I’d recommend some kind of behavior state machine, like @JoeStrout said with his second option. The way I see it working, your incoming mortar indicator would spawn a cylinder trigger collider along with it. Any object that needs to react (ground units) should have a component on them that has an OnTriggerEnter method defined. That method should set a flag in your state machine to have them flee as opposed to their normal move/attack state.
Depending on how realistically you want the units to act and react, you could spawn another (larger) trigger once the round impacts. Any unit inside this radius that isn’t killed would switch to an explosion-react state where they dive to the ground if they’re moving or hunker down if they’re stationary. After their appropriate animation finishes, they can go back to their normal state.
How the units flee the impact zone is another matter. Realistically, there’s no way to tell where the precise impact point is when you hear a mortar round incoming. (Well, realistically, there’s no way to outrun an incoming mortar… you’d just try to get behind/under cover if you hear one) People would probably pick a semi-random direction to run in (with a preference towards objects that may protect them, or even other units as your survival instinct may suggest their bodies could shield you), but they’d also tend to flock together a bit. The best way to simulate that would be to detect nearby objects and units to the impact zone and find a normalized point within the impact zone that lies close to their location. The point from which units would flee would be the inverse of that point.
So for example, you have a blast radius that lies directly west of a “bunker” object, with a small group of trees to the east. Assuming the points of the impact zone have (-1,-1) at the SW corner and (1,1) at the NE, the closest point of desirable movement would be something like (0,0.75), with the fleeing point being (0,-0.75). Units would spread out from that point, with ones really close to the trees running for them, while everyone else more or less makes for the bunker (kinda, since objects at the N and S ends of the impact zone would actually run more or less perpendicular to it, but they’re still getting away from the mortar round).
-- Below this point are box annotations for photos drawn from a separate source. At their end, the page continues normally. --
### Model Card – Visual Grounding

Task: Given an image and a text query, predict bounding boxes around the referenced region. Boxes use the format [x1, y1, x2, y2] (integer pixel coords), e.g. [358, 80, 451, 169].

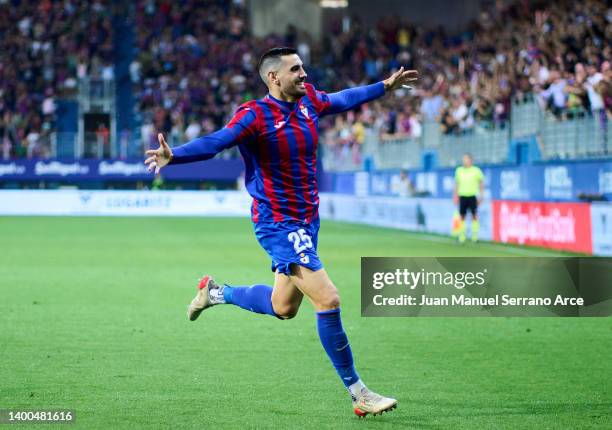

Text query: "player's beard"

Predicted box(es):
[294, 81, 306, 96]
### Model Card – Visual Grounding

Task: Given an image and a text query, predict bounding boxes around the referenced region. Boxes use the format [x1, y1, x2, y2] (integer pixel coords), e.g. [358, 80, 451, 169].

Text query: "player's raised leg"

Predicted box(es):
[291, 265, 397, 417]
[187, 272, 304, 321]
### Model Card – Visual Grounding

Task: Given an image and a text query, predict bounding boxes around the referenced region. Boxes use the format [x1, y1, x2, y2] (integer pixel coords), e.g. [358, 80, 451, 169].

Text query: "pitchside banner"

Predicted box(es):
[0, 190, 251, 216]
[319, 193, 492, 240]
[493, 200, 593, 254]
[361, 257, 612, 317]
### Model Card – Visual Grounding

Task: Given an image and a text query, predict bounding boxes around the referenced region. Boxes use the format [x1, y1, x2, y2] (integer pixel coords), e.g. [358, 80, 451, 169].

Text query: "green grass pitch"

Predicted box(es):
[0, 217, 612, 429]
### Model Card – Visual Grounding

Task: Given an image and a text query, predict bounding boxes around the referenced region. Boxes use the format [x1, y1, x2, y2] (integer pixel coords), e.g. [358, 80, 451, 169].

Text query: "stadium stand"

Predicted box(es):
[0, 0, 113, 159]
[0, 0, 612, 170]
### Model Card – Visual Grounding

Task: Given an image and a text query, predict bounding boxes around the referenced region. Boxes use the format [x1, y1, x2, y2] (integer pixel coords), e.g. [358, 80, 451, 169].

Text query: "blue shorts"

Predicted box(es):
[254, 218, 323, 275]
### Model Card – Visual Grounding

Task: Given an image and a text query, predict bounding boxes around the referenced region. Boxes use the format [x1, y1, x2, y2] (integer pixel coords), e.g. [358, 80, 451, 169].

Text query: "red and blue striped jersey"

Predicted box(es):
[172, 82, 385, 223]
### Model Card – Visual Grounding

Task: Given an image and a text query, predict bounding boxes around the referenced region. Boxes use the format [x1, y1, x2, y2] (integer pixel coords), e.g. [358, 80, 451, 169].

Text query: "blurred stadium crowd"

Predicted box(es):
[0, 0, 113, 158]
[0, 0, 612, 158]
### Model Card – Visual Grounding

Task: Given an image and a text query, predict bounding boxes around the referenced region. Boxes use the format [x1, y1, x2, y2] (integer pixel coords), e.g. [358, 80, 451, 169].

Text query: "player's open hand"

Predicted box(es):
[145, 133, 172, 174]
[383, 66, 419, 91]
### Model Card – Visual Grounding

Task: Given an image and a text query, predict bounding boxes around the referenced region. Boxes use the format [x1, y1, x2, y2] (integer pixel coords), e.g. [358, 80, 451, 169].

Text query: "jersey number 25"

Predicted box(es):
[287, 228, 312, 254]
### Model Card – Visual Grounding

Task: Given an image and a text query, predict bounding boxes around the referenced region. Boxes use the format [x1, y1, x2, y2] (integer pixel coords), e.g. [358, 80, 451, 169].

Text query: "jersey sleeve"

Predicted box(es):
[306, 82, 385, 116]
[170, 105, 257, 164]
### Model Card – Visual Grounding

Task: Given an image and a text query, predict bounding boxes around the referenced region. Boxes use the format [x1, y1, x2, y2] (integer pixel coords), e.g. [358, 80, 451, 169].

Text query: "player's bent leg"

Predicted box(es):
[187, 275, 223, 321]
[290, 264, 340, 311]
[291, 266, 397, 417]
[272, 272, 304, 319]
[187, 275, 278, 321]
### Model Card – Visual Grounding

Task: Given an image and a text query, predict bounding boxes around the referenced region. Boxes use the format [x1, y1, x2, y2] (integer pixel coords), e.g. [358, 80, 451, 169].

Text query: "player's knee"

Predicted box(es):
[319, 285, 340, 309]
[272, 304, 299, 320]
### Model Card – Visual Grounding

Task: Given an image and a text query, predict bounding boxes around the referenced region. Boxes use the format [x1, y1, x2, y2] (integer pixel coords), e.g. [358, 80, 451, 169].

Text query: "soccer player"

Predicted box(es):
[145, 48, 418, 416]
[453, 154, 484, 243]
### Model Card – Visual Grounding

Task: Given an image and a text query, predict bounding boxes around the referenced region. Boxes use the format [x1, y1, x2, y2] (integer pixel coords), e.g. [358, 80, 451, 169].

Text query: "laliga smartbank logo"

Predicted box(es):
[372, 269, 487, 290]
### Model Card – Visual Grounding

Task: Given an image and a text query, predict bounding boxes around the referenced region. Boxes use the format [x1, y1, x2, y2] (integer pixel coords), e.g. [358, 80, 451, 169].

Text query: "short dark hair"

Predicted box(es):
[257, 46, 297, 83]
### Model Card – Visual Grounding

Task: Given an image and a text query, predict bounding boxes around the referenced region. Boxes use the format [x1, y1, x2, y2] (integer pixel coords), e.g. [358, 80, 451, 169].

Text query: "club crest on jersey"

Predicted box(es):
[300, 105, 310, 119]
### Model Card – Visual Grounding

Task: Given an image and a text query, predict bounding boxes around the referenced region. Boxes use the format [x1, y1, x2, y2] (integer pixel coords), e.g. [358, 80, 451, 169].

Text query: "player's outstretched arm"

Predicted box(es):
[145, 108, 256, 173]
[322, 67, 419, 115]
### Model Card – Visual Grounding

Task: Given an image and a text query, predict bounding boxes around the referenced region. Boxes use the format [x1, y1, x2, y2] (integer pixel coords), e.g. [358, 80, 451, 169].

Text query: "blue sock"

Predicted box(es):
[223, 285, 277, 317]
[317, 309, 359, 388]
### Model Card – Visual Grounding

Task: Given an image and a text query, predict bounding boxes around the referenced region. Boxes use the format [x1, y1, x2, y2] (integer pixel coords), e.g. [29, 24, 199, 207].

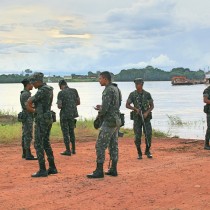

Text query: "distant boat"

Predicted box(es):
[171, 76, 194, 85]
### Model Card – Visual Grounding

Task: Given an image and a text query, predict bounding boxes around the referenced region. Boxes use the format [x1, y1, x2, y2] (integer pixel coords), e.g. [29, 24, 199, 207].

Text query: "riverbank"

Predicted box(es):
[0, 138, 210, 210]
Of course, if this is all a bit more complex than you cared to get, you could just select the fleeing point at random. It’ll have the unfortunate side-effect that if the fleeing point is at (-1,0) and a unit is standing slightly to the east of that, he’s probably not going to make it out alive, since he’ll foolishly run through the entire impact zone instead of moving a few feet to the west. So if you care more about troops surviving (to avoid frustrating the player or making mortars too overpowered), I’d recommend just offsetting the center of the impact zone by 0.25 or so in a random direction and have units run from that.